Margarete Lamb-Faffelberger, associate professor and head of foreign languages and literatures, gave the keynote address last month at a lecture series held by the Wirth Institute for Austrian and Central European Studies in Edmonton, Alberta, Canada.
The event focused on avant-garde Austrian author Elfriede Jelinek, winner of the 2004 Nobel Prize in Literature. It included a screening of the award-winning film version of Jelinek’s novel Die Klavierspielerin (The Piano Teacher).
Lamb-Faffelberger was quoted extensively in newspapers around the country about the announcement of the Nobel Prize. Major newspapers have included the Washington Post, Baltimore Sun, Seattle Times, Buffalo News, St.
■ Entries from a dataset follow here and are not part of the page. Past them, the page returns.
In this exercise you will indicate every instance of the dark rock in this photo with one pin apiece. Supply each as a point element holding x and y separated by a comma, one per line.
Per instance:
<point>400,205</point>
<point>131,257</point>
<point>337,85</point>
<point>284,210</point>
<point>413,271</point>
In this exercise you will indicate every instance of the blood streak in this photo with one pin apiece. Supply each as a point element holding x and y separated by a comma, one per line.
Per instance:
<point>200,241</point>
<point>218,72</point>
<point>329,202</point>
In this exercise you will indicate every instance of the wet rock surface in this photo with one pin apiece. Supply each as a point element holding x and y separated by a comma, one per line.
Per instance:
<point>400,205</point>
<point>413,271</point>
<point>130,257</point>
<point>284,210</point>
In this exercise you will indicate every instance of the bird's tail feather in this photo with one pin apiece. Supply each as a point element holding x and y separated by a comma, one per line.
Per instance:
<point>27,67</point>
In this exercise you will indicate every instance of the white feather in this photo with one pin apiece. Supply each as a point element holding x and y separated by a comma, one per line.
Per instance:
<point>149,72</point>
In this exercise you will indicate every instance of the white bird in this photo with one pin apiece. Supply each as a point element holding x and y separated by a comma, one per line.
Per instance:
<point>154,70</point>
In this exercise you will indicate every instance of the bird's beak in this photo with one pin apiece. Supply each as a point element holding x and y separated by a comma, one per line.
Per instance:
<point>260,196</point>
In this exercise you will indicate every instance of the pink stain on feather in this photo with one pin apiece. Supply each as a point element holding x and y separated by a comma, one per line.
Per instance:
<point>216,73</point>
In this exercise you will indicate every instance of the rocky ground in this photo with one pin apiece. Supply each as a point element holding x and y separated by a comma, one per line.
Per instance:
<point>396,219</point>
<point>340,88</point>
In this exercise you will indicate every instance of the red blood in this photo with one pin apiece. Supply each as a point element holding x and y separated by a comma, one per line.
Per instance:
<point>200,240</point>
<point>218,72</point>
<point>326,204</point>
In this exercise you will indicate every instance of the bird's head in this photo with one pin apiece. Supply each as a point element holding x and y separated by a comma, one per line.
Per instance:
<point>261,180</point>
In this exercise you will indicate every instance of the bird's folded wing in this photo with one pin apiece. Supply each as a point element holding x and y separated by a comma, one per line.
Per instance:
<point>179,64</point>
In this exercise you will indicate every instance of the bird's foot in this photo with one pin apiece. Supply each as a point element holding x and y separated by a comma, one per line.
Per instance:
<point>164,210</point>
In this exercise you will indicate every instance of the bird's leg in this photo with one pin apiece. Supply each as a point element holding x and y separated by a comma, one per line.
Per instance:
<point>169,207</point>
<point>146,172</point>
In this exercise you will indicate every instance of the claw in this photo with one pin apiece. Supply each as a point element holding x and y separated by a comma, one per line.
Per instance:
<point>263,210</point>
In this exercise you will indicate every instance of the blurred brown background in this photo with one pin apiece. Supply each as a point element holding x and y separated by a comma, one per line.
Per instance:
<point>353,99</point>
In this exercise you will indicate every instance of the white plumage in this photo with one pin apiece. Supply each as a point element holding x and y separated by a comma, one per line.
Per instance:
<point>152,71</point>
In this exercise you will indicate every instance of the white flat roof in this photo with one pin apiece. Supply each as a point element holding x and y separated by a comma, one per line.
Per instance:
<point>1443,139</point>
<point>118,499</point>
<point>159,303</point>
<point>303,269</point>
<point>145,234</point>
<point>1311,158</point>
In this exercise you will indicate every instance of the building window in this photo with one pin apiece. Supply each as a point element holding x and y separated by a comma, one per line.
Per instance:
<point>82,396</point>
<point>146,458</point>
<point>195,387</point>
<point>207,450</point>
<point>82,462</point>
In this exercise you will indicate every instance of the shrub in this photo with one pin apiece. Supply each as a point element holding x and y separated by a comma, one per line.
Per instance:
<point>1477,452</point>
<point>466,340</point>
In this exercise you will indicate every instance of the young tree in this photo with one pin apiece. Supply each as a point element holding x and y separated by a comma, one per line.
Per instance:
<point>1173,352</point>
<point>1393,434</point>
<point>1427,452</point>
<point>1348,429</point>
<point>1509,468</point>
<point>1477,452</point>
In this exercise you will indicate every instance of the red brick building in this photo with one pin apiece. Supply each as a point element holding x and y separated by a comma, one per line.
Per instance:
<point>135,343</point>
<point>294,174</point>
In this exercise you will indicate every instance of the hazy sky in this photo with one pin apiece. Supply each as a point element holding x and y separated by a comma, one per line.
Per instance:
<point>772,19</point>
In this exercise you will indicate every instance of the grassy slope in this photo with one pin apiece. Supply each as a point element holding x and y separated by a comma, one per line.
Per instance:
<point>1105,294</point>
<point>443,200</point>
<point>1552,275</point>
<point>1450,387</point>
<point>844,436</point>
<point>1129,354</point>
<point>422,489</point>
Paul (Minn.) Pioneer Press, and Concord (N.H.) Monitor.
General editor of the Austria Culture Series produced by Peter Lang Publishing, New York, Lamb-Faffelberger co-edited and co-wrote the introduction for Visions and Visionaries in Contemporary Austrian Literature and Film, a book recently published for the series.
Lamb-Faffelberger authored the book Valie Export und Elfriede Jelinek im Spiegel der Presse. Zur Rezeption der feministischen Avantgarde Österreichs for the Austrian Culture Series in 1992 and has written numerous articles about Jelinek and her work in scholarly journals and other publications. She also conducted a videotaped interview of the reclusive Jelinek in 1990.
The Washington Post article highlights Lamb-Faffelberger’s knowledge of the Nobel Prize winner.
A member of the Lafayette faculty since 1992, Lamb-Faffelberger regularly includes students in her research and guides them in their own independent research projects. Last school year, for example, she mentored Alyson Gross ’04 (Killingworth, Conn.), a double major in German and international affairs, in her study of the common literary theme of the picaro in three novels for a yearlong honors research project.